Hi all,
I spend most of this week thinking about moves and I
changed my mind as further evidence came up.
What I fully agree with is:
http://wiki.apache.org/subversion/MoveDev/MoveDev#Move_Semantics
Then, I found an equivalent expression for the nodeLineID
concept central to the move semantics:
http://svn.haxx.se/dev/archive-2013-09/0112.shtml
and showed there as well as here:
http://svn.haxx.se/dev/archive-2013-09/0128.shtml
that the current and proposed usage of nodeID, copyID is
not equivalent, i.e. cannot be used immediately as a bases
for path matching.
Finding Moves
--------------
This brought me to realization that having move semantics
(and thus identity) defined is necessary and useful but the
implementation will most likely be a history scan. Following
internal node chains to identify common copy roots is very
time consuming and I/O inefficient.
History scans are quick in f7 (10k+ revs/s) and might be
even faster with 1.10 (100k+ revs/s) but you want to do
only one or at most a handful of them for an update editor
run. One way to do it has been proposed here:
http://svn.haxx.se/dev/archive-2013-09/0136.shtml
Another way would be to tell the server the full range (oldest
revision) as part of the reporter initialization. The results of
the scan might then even be applicable to mixed rev working
copies.
Storing Moves
-------------
From the FS POV, moves behave like simple ADD/DEL pairs
and should, therefore, be stored as such.

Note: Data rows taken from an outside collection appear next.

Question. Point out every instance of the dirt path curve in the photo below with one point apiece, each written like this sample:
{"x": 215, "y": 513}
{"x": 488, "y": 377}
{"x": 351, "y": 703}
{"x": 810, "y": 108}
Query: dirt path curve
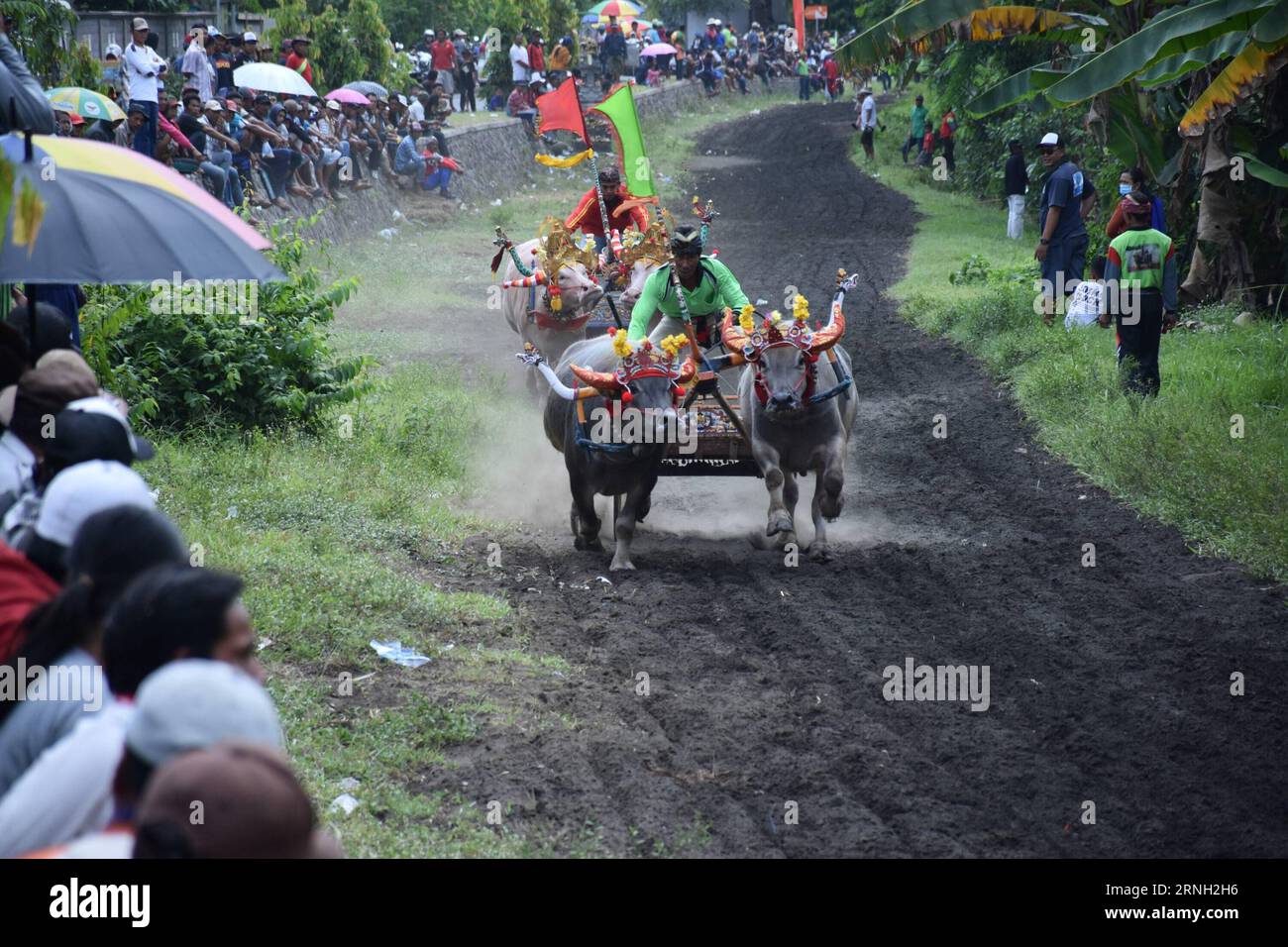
{"x": 1109, "y": 684}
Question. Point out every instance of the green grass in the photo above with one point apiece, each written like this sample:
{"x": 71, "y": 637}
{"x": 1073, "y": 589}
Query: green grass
{"x": 1171, "y": 458}
{"x": 346, "y": 536}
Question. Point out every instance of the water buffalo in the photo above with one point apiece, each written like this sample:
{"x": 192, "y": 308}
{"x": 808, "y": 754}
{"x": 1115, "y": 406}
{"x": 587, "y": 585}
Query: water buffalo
{"x": 596, "y": 379}
{"x": 563, "y": 272}
{"x": 795, "y": 390}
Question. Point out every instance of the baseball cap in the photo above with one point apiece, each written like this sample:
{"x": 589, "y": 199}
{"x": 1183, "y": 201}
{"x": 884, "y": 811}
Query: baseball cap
{"x": 192, "y": 703}
{"x": 93, "y": 428}
{"x": 82, "y": 489}
{"x": 257, "y": 808}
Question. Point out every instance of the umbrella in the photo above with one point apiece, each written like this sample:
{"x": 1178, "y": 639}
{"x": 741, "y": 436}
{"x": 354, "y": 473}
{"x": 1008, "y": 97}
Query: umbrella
{"x": 369, "y": 89}
{"x": 617, "y": 8}
{"x": 348, "y": 95}
{"x": 84, "y": 102}
{"x": 265, "y": 76}
{"x": 114, "y": 215}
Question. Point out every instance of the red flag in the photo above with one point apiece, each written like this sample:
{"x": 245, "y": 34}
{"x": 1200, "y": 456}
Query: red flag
{"x": 562, "y": 110}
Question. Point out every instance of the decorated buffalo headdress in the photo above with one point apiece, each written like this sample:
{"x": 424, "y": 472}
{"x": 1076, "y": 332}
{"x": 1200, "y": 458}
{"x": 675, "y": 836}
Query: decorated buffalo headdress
{"x": 639, "y": 363}
{"x": 557, "y": 248}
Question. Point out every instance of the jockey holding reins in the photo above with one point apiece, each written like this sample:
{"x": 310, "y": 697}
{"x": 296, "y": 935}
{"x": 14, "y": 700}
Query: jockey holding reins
{"x": 707, "y": 283}
{"x": 623, "y": 209}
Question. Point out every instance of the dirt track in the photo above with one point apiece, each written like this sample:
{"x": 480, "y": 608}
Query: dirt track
{"x": 1107, "y": 684}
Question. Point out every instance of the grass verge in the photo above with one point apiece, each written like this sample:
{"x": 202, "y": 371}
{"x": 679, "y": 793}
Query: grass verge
{"x": 1206, "y": 455}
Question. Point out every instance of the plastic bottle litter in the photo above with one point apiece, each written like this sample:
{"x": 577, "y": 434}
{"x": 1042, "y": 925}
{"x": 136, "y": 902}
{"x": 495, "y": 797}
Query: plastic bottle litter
{"x": 344, "y": 802}
{"x": 395, "y": 652}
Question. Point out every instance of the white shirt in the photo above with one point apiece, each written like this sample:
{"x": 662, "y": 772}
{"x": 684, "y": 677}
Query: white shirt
{"x": 67, "y": 791}
{"x": 17, "y": 464}
{"x": 868, "y": 114}
{"x": 518, "y": 71}
{"x": 137, "y": 63}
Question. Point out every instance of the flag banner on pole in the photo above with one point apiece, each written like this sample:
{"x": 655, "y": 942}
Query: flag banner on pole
{"x": 562, "y": 110}
{"x": 619, "y": 111}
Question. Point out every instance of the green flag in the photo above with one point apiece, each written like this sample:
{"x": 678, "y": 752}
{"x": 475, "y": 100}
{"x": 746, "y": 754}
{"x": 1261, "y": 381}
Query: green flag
{"x": 619, "y": 111}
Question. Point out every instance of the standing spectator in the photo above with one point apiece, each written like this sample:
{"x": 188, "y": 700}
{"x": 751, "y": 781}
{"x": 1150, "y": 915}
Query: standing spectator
{"x": 442, "y": 59}
{"x": 22, "y": 93}
{"x": 1063, "y": 244}
{"x": 613, "y": 53}
{"x": 947, "y": 132}
{"x": 143, "y": 68}
{"x": 867, "y": 121}
{"x": 803, "y": 75}
{"x": 536, "y": 52}
{"x": 198, "y": 75}
{"x": 519, "y": 67}
{"x": 299, "y": 58}
{"x": 1017, "y": 185}
{"x": 1133, "y": 179}
{"x": 915, "y": 127}
{"x": 1141, "y": 265}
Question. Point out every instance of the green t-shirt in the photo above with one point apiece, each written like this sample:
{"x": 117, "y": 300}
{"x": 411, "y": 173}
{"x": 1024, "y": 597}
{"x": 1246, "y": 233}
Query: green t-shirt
{"x": 1141, "y": 258}
{"x": 918, "y": 120}
{"x": 716, "y": 289}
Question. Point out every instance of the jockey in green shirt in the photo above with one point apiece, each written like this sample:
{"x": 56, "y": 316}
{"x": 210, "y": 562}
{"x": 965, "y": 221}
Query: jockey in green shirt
{"x": 707, "y": 283}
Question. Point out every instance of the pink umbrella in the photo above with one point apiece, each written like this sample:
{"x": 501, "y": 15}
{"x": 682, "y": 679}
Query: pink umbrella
{"x": 351, "y": 97}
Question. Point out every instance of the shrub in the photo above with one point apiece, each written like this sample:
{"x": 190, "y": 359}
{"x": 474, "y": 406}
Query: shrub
{"x": 213, "y": 365}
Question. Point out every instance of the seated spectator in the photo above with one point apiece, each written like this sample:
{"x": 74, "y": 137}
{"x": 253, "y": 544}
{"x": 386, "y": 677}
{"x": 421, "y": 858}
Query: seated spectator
{"x": 64, "y": 635}
{"x": 407, "y": 162}
{"x": 183, "y": 706}
{"x": 263, "y": 809}
{"x": 166, "y": 615}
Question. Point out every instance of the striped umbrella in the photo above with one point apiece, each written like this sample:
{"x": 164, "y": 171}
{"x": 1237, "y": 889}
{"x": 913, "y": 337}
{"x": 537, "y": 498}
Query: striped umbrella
{"x": 84, "y": 102}
{"x": 112, "y": 215}
{"x": 617, "y": 8}
{"x": 351, "y": 97}
{"x": 369, "y": 89}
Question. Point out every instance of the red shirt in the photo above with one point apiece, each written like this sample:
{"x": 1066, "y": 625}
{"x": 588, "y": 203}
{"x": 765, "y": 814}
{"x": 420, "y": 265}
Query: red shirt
{"x": 588, "y": 219}
{"x": 536, "y": 56}
{"x": 294, "y": 62}
{"x": 442, "y": 55}
{"x": 24, "y": 585}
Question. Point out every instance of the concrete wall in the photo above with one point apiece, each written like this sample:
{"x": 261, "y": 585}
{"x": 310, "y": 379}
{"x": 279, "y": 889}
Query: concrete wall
{"x": 497, "y": 157}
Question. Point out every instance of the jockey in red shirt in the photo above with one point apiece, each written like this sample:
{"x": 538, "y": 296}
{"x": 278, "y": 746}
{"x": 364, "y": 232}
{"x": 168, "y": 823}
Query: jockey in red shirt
{"x": 587, "y": 215}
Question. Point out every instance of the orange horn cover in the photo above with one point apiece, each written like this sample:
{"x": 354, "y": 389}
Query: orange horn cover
{"x": 601, "y": 380}
{"x": 829, "y": 335}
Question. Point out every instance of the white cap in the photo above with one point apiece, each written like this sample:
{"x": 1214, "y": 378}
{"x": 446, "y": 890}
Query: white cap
{"x": 82, "y": 489}
{"x": 193, "y": 703}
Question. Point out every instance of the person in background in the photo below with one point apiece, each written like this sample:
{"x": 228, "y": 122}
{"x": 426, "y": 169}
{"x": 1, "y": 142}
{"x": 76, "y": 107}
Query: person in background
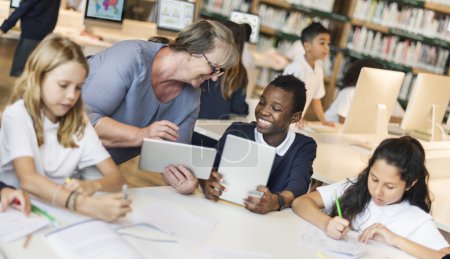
{"x": 143, "y": 89}
{"x": 8, "y": 196}
{"x": 226, "y": 96}
{"x": 309, "y": 67}
{"x": 37, "y": 20}
{"x": 388, "y": 202}
{"x": 45, "y": 136}
{"x": 280, "y": 105}
{"x": 338, "y": 110}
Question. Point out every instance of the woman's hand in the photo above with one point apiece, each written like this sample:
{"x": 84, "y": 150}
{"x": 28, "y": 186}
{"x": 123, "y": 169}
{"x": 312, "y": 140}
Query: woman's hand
{"x": 268, "y": 202}
{"x": 213, "y": 189}
{"x": 180, "y": 178}
{"x": 110, "y": 207}
{"x": 378, "y": 232}
{"x": 337, "y": 228}
{"x": 17, "y": 198}
{"x": 162, "y": 130}
{"x": 83, "y": 187}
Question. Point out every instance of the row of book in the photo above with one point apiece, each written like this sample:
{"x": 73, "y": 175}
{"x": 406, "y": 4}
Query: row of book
{"x": 323, "y": 5}
{"x": 291, "y": 22}
{"x": 225, "y": 7}
{"x": 442, "y": 2}
{"x": 415, "y": 20}
{"x": 395, "y": 49}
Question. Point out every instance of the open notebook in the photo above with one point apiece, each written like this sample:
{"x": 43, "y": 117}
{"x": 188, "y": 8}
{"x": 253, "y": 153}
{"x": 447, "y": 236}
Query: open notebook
{"x": 312, "y": 236}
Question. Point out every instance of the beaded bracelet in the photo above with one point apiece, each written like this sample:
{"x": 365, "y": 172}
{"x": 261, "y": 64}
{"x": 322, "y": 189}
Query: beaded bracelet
{"x": 73, "y": 202}
{"x": 55, "y": 193}
{"x": 66, "y": 205}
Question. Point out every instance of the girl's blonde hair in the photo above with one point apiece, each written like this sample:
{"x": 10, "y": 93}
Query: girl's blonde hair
{"x": 52, "y": 52}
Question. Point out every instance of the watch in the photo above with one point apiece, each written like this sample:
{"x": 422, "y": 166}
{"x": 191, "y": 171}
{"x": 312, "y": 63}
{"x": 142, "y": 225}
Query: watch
{"x": 281, "y": 202}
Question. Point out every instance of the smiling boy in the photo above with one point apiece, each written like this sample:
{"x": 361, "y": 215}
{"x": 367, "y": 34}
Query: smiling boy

The differences
are:
* deletes due to moves must not be executed if the
respective path already got replaced
* there must be only one move per revision for any
source as well as target path (to be checked upon
transaction commit)
* instead of "add"/"replace", say "move"/"movereplace"
in the changes list to signify the user's intend
But other than that, existing code should DTRT even in
the presence of moves and backward compat APIs can simply
report moves as ADD/DEL pairs without becoming inconsistent
with the actual data.
Later, revised FS implementations may then impose additional
ID <-> operation dependencies internally.
History Traversal and Moves
---------------------------
This might be opt-out but most users would want to follow
renames / moves even if they don't follow copies. Since
both have the same internal representation, we need to look
into the changed paths list to determine whether the change
has been an actual ADD or a MOVE.
That is virtually for free as we usually to report the
changed paths for all relevant revisions anyway.
Auto-move Option
----------------
It is safe to automatically treat all unique DEL(pathA)
+ ADD(pathA_at_R-1 -> pathB) pairs in revision R as moves,
iff the user did not intend to treat them as separate
node lines. This will not modify recorded history but
only reduce the number of tree conflicts a user may see.
Therefore, log and reporter API should be rev'ed to take
an extra "auto_move" boolean parameter. If set, the
server will attempt to report moves instead of DEL/ADD
pairs with no guarantee that all or even any of the pairs
will actually be detected (future backends may or may not
support this option).
-- Stefan^2.
On Wed, Sep 11, 2013 at 5:21 PM, Julian Foad <julianfoad_at_btopenworld.com>wrote:
> While discussions continue about the "editor" and the WC side of move
> tracking, I'd like to make some progress on the Repository side.
>
> The Wiki page
>
> http://wiki.apache.org/subversion/MoveDev/MoveDev#Move_Semantics
>
> declares the semantic model and
>
> http://wiki.apache.org/subversion/MoveDev/MovesInFSFS
>
> attempts to specify the changes needed. I think the model for move
> semantics in the repository as presented there is pretty solid --
> precise and complete and having a nice set of properties.
>
> Can anyone review this? If anyone can take it forward in any way that
> would be a great help, otherwise I'll tackle the implementation
> myself.
>
> One issue that may be harder than it sounds at first is the concept of
> 'node-line-id' rather than (node-id, copy-id) as the basis of the
> definition. The point is that when we copy (ordinary copy, not move)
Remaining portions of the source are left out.